A bright red Metrobus came screaming out of the sky at impossible speeds. Alfonso jumped back just as the rapid transit vehicle slammed into the blacktop, ripping up huge chunks of asphalt and hurling them against buildings and cars as it bored into the street and then flipped over, completely crumpled and mangled. Body parts were flung free, landing up and down the block with gruesome, squelching thuds.

"What the …?"

A harrowing, cavernous snarl echoed deafeningly all around.

Glancing up, Alfonso saw—high above the rooftops several blocks over—a massive and monstrous head moving along Insurgentes Avenue. Vaguely reptilian, it was covered in jagged, spiny chitin that continued down over what he could see of its torso. The uneven plating suddenly glinted blue as fire from a passing attack plane spat bright yet ineffective against that impossible flesh.

The plane wheeled through the sky, circling the invading behemoth and preparing for another barrage. But a great taloned fist came swinging in a perilous arc and batted the aircraft into a sprawling music store, where it exploded with a concussion that was quickly drowned out by the beast's bone-rattling howl.

Alfonso's phone buzzed in his hand. A text message. Opening the application with a trembling finger, he saw that there were dozens from friends, colleagues, relatives.

you okay, dad?

answer, dumbass!

condesa under attack! stay away from insurgentes!

reports say moving from coyoacan to cuauhtemoc so be safe!

if you're still in mexico city get the hell out now

amecameca razed to the ground!

seen this monster that came out of the volcano? remind you of something?

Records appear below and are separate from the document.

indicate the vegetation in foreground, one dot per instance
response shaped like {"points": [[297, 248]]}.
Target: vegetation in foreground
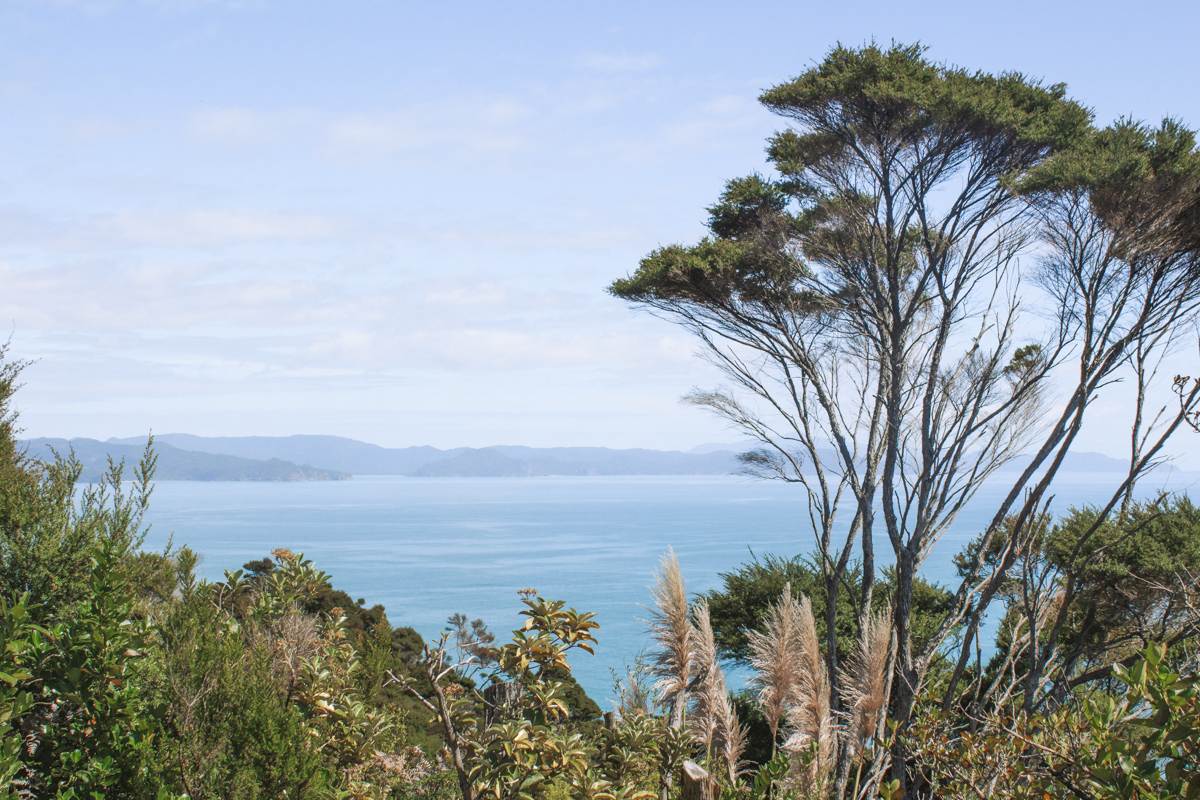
{"points": [[858, 304]]}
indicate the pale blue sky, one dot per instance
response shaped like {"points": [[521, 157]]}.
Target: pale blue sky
{"points": [[395, 221]]}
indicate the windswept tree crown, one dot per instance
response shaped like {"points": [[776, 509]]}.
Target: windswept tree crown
{"points": [[867, 120]]}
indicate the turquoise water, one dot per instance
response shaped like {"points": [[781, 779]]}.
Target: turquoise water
{"points": [[430, 547]]}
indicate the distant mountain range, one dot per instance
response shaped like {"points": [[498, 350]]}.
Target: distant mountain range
{"points": [[175, 463], [504, 461], [187, 457]]}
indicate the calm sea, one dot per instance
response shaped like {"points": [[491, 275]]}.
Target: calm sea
{"points": [[430, 547]]}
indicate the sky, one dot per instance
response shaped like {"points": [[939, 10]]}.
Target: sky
{"points": [[395, 221]]}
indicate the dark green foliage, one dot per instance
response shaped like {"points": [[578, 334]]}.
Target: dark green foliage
{"points": [[226, 728], [747, 593], [1125, 579], [768, 232]]}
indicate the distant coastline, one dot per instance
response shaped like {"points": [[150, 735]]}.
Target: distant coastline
{"points": [[307, 457]]}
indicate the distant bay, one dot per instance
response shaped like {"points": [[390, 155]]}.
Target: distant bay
{"points": [[429, 547]]}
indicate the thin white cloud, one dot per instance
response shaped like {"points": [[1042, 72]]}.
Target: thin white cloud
{"points": [[208, 228], [618, 62]]}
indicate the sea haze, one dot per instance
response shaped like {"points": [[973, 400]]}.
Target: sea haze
{"points": [[429, 547]]}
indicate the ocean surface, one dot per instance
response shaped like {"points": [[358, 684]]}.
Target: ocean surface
{"points": [[426, 548]]}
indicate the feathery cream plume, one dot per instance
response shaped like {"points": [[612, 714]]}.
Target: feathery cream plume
{"points": [[864, 678], [774, 655], [809, 716], [715, 721], [670, 626]]}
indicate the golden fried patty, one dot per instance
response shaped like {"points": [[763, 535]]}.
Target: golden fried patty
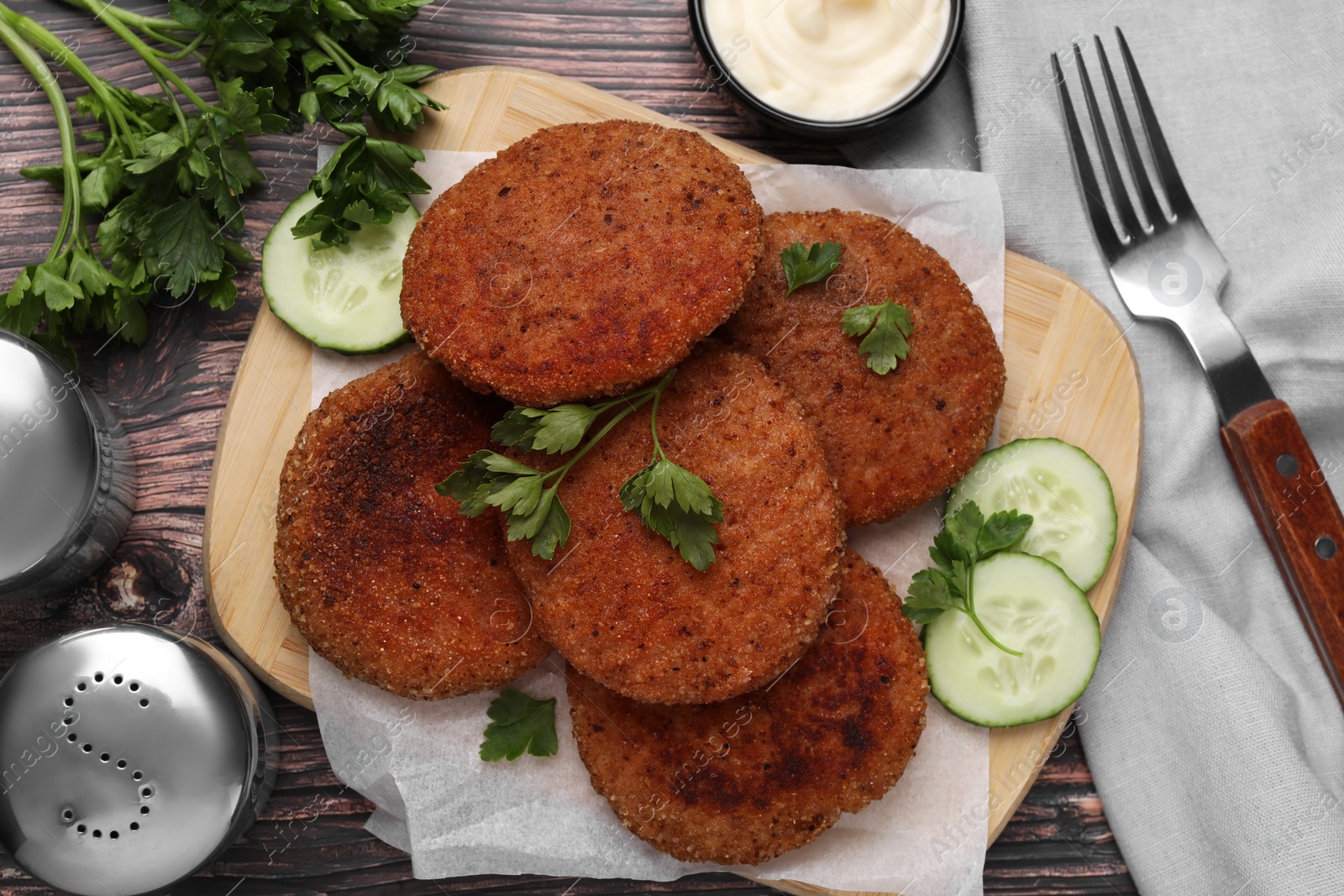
{"points": [[581, 261], [383, 577], [618, 600], [898, 439], [750, 778]]}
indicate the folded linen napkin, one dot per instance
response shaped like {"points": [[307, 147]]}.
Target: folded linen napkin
{"points": [[1210, 728]]}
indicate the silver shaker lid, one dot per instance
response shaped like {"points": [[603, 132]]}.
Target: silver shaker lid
{"points": [[132, 757], [49, 458]]}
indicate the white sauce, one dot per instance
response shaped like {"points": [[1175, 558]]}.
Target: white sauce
{"points": [[828, 60]]}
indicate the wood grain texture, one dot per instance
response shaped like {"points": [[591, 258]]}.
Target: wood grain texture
{"points": [[171, 396], [1300, 519]]}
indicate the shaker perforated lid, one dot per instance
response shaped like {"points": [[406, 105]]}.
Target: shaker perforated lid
{"points": [[49, 459], [132, 757]]}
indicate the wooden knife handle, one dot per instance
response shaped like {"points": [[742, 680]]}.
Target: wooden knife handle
{"points": [[1299, 517]]}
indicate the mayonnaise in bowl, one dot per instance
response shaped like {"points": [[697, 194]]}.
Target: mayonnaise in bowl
{"points": [[830, 60]]}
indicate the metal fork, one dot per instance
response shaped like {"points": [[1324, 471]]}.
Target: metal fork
{"points": [[1173, 270]]}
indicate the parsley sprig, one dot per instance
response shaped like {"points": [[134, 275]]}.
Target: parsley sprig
{"points": [[675, 503], [519, 725], [967, 537], [803, 265], [886, 325], [671, 500], [161, 175]]}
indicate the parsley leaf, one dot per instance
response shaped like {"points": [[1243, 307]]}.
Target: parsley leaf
{"points": [[803, 265], [168, 177], [678, 506], [557, 430], [521, 725], [967, 537], [533, 510], [886, 325]]}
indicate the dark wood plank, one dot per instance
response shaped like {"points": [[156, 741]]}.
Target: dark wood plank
{"points": [[171, 394]]}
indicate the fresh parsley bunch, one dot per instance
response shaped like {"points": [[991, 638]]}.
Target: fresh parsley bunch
{"points": [[161, 175], [669, 499], [967, 537]]}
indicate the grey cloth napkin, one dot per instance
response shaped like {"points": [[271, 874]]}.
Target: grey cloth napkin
{"points": [[1210, 728]]}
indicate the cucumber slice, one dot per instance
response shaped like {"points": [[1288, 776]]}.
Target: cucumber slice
{"points": [[346, 297], [1063, 490], [1028, 605]]}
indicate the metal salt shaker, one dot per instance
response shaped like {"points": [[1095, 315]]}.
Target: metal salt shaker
{"points": [[67, 483], [132, 757]]}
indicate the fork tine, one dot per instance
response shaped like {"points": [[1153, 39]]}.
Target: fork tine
{"points": [[1102, 228], [1167, 170], [1126, 139], [1128, 219]]}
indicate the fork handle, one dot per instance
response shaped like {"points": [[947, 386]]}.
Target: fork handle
{"points": [[1299, 517]]}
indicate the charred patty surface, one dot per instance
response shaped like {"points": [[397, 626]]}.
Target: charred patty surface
{"points": [[750, 778], [893, 441], [382, 575], [581, 261]]}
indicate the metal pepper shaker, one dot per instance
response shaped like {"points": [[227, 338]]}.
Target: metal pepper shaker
{"points": [[67, 483], [134, 755]]}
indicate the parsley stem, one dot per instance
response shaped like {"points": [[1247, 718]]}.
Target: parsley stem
{"points": [[654, 412], [974, 617], [138, 20], [108, 15], [333, 50], [601, 434], [55, 47], [71, 207]]}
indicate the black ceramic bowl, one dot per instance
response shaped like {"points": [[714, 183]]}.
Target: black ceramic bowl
{"points": [[837, 130]]}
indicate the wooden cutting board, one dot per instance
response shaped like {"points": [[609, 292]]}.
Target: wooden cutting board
{"points": [[1070, 375]]}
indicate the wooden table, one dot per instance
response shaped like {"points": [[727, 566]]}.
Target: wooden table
{"points": [[171, 396]]}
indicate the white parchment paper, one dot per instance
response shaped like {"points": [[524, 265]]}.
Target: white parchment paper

That message, one of the first to come through, was from a number he didn't recognize. There was an image attached, a photo of a ceramic figurine from Xochicalco with which Alfonso was very familiar.

The newest text was from a colleague, Ruth Garibay, whose initial work in Toluca was the basis for the new proposed dig.

Alfonso stared at the picture she had attached for some thirty seconds before reading her note.

been sitting on this for a year worried about blowback—not the first one, Poncho.

His mind reeling, he reviewed the previous messages, which provided a patchwork of information that he wished he could confirm on news websites, but the passage of the behemoth and likely multiple calls for aid were overwhelming the nearby cell towers. From what he could piece together, however, the giant reptilian thing had emerged a few hours ago from a huge stone cocoon in Popocatepetl and had since made its way into Mexico City, razing everything in its path.

Alfonso's eyes glassed over as he stared at the wreckage in the street without registering the sheer carnage that the mangled steel and flesh hinted at. His mind was whirring.

Stone cocoon. Reptilian behemoth. Volcano.

"Oh, shit," he muttered aloud. "I think I know what this is."